What is partial pressure?
One gas's share of the total
The partial pressure calculator uses Dalton's law to find how much of a gas mixture's total pressure comes from a single component. The partial pressure of a gas is the pressure it would exert if it alone filled the whole container at the same temperature, and it equals that gas's mole fraction multiplied by the total pressure. Enter two numbers — the mole fraction (a value from 0 to 1) and the total pressure in kilopascals — and the calculator returns the partial pressure in kilopascals. It is the number behind how much oxygen your lungs actually receive, how gases dissolve into liquids, and how chemical equilibria shift in a mixture.
Enter a mole fraction between 0 and 1 and a total pressure in kilopascals to get the partial pressure of that gas instantly.
The partial pressure of a gas is its mole fraction multiplied by the total pressure of the mixture.
P_i = x × P_totalThe mole fraction (x) is the proportion of the mixture made up by this one gas, a value from 0 to 1. Because it is dimensionless, the partial pressure comes out in the same unit as the total pressure — here, kilopascals. Add up the partial pressures of every gas in the mixture and you get the total pressure back, which is exactly what Dalton's law promises.
Suppose you want the partial pressure of oxygen in dry air at standard atmospheric pressure (101.325 kPa), where oxygen makes up a mole fraction of 0.21.

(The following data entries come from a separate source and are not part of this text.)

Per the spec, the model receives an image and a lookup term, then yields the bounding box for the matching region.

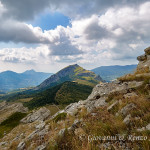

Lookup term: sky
[0,0,150,73]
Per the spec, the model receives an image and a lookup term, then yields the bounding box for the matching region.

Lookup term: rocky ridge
[0,48,150,150]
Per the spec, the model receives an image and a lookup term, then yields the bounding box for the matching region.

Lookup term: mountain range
[91,65,137,82]
[1,64,103,105]
[35,64,103,90]
[0,70,52,92]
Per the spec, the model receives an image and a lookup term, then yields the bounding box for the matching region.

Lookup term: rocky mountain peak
[35,64,102,90]
[137,47,150,72]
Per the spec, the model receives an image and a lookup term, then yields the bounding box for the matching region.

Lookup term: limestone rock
[17,142,26,150]
[58,128,66,137]
[120,103,136,116]
[144,47,150,55]
[35,145,46,150]
[123,114,131,125]
[123,92,138,99]
[35,122,45,130]
[0,101,7,110]
[107,101,119,112]
[21,107,50,123]
[137,127,145,132]
[146,123,150,130]
[137,54,147,61]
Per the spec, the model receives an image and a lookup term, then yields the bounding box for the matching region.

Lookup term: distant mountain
[24,81,93,109]
[91,65,137,81]
[0,70,52,92]
[35,64,102,90]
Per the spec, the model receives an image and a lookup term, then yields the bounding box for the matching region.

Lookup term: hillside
[0,70,52,92]
[35,64,103,90]
[91,65,137,82]
[0,47,150,150]
[24,81,92,109]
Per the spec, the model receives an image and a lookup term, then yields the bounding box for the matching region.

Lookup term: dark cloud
[1,0,148,20]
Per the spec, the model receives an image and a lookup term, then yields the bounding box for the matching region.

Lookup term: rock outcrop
[21,107,50,123]
[137,47,150,72]
[0,101,28,123]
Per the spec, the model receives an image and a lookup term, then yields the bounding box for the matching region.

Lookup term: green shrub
[53,113,67,122]
[0,112,27,138]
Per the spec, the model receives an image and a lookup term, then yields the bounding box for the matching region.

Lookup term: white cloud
[0,0,150,72]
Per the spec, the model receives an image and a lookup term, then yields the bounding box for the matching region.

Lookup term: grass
[53,113,67,122]
[46,105,66,115]
[0,112,27,138]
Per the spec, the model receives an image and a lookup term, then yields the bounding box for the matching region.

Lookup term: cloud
[0,0,150,72]
[1,0,148,21]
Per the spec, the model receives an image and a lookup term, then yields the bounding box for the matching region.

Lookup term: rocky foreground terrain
[0,48,150,150]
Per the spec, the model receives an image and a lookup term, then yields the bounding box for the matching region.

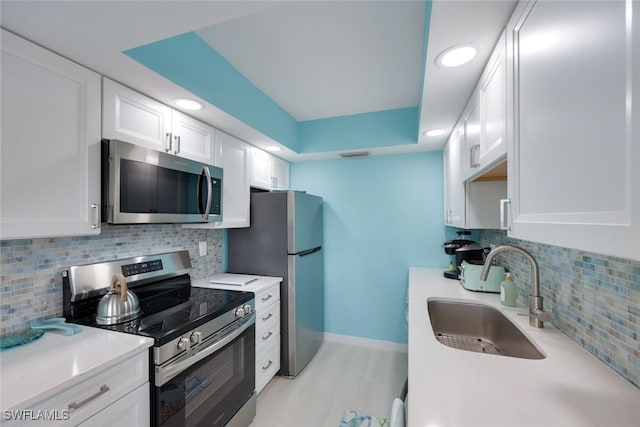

Identify the mole fraction
Oxygen is 0.21 of dry air, so x = 0.21 — its share of all the gas molecules present.
Take the total pressure
Standard atmospheric pressure is 101.325 kPa, the combined pressure of all the gases.
Multiply
0.21 × 101.325 = 21.28 kPa — the partial pressure of oxygen in the air around you.
The result tells you how much of the total pressure one gas is responsible for. In the example, oxygen's 21.28 kPa is its slice of the 101.325 kPa atmosphere — the pressure it would still exert if every other gas were removed. The key idea behind Dalton's law is that each gas contributes pressure in direct proportion to its mole fraction, and the partial pressures of all the components sum to the total pressure. So nitrogen, with a mole fraction of about 0.78, contributes roughly 79 kPa, and the small remainder comes from argon, carbon dioxide, and trace gases — together they add back up to the full 101.325 kPa. Doubling a gas's mole fraction doubles its partial pressure, and at a fixed mole fraction a higher total pressure raises every component's partial pressure proportionally. That is why climbers struggle at altitude: the mole fraction of oxygen stays at 0.21, but the lower total pressure drags its partial pressure down with it.
The formula is simple and exact for the ideal gas model, but a couple of practical points are worth keeping in mind.
Ideal gases and a mole fraction from 0 to 1
Dalton's law assumes the gases behave ideally and do not react with one another, which holds well at ordinary temperatures and pressures but breaks down for real gases under high pressure or near condensation. The mole fraction must lie between 0 and 1 — it is a share of the whole mixture, never larger than the total — and the partial pressure comes out in whatever unit you use for the total pressure, kilopascals in this calculator.